Wikisource s’en remet à la position officiel de la fondation wikimedia. Pour plus d’infos, veuillez contacter directement la fondation. --Le ciel est par dessus le toit Parloir 2 février 2017 à 14:03 (UTC)

Un bandeau aussi emphatique, autoritaire et non sourcé suffit à me convaincre qu’il y a un vrai problème… Mais bon, si vous jugez qu’il est préférable de ne pas exposer les choses trop clairement, vous pouvez supprimer l’ensemble de cette discussion, ça ne me dérange pas et ça ne m’empêchera pas de continuer à contribuer à Wikisource ! Seudo (d) 2 février 2017 à 13:19 (UTC)
Notification Seudo : il n’y à aucun problème, je dit seulement que nous n’avons pas ici les éléments de réponse et que si l’IP veut une réponse il faut la demander à la fondation. La source est dans le message de thib, et dans la votre au-dessus, libre à vous de trouver le message autoritaire mais a certains moment, il faut savoir s’arrêter sinon on blablate à l’infini. Une réponse à été apportée, si l’Ip veut continuer à en parler nous ne sommes pas les bons interlocuteurs..
Maintenant libre à vous de vous renseigner aussi près de la fondation si vous voulez apporter des éléments supplémentaire à ce sujet.

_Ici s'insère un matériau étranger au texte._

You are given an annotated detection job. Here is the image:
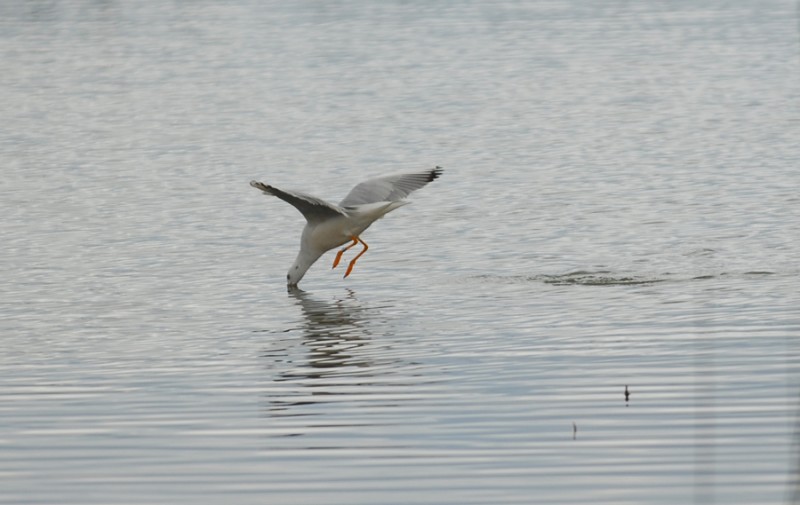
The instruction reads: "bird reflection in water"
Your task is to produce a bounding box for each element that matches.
[281,288,370,379]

De plus, j’ai enlevé le bandeau qui vous gène tant, je ne sais pas ce que vous avez contre les bandeaux, ça fait deux fois que vous me les repprochez cf modèle marronnier, ils permettent synthétiser la pensée et évite de ce répéter.
Cordialement
Le ciel est par dessus le toit Parloir 2 février 2017 à 14:03 (UTC)

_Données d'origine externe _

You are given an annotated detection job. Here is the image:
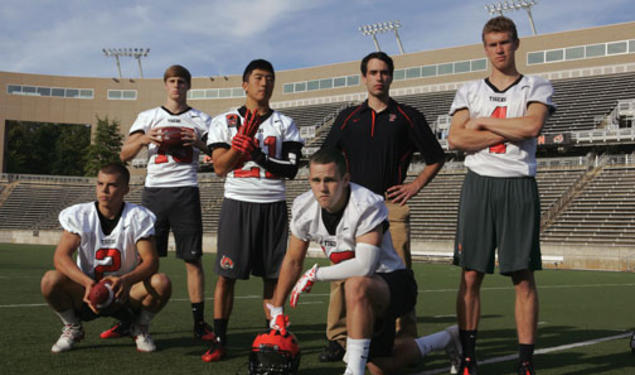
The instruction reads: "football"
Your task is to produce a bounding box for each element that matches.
[88,279,115,310]
[161,126,183,146]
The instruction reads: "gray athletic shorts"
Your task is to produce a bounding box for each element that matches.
[216,198,289,280]
[142,186,203,262]
[454,171,542,275]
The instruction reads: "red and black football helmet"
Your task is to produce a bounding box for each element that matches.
[249,329,300,375]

Bonjour, Pour info, Gallica/la BNF n'est pas même cohérente. D'un côté les documents sont mentionnés comme étant dans le domaine public, de l'autre une restriction est mentionnée sur certaines utilisations. Si les documents sont dans le domaine public, il n'y a pas de restrictions, exceptée éventuellement un droit moral, ce qui veut dire mentionner l'auteur. Ensuite, ces restrictions ne sont pas basées sur aucune législation, française ou étrangère. La loi indique clairement que les oeuvres sont dans le domaine public 70 ans après la mort de l’auteur, et ne prévoit aucune restriction pour l'organisation ou la personne qui possède ou scanne un document. Cordialement, Yann (d) 21 février 2017 à 11:16 (UTC)
Bonjour, "Le code des relations entre le public et l'administration" est bien dans la législation. Par contre, rien dans la législation française ne dit que les oeuvres tombées dans le domaine public sont réutilisables gratuitement. Il n'y a plus rien à payer aux ayants droit, voilà tout.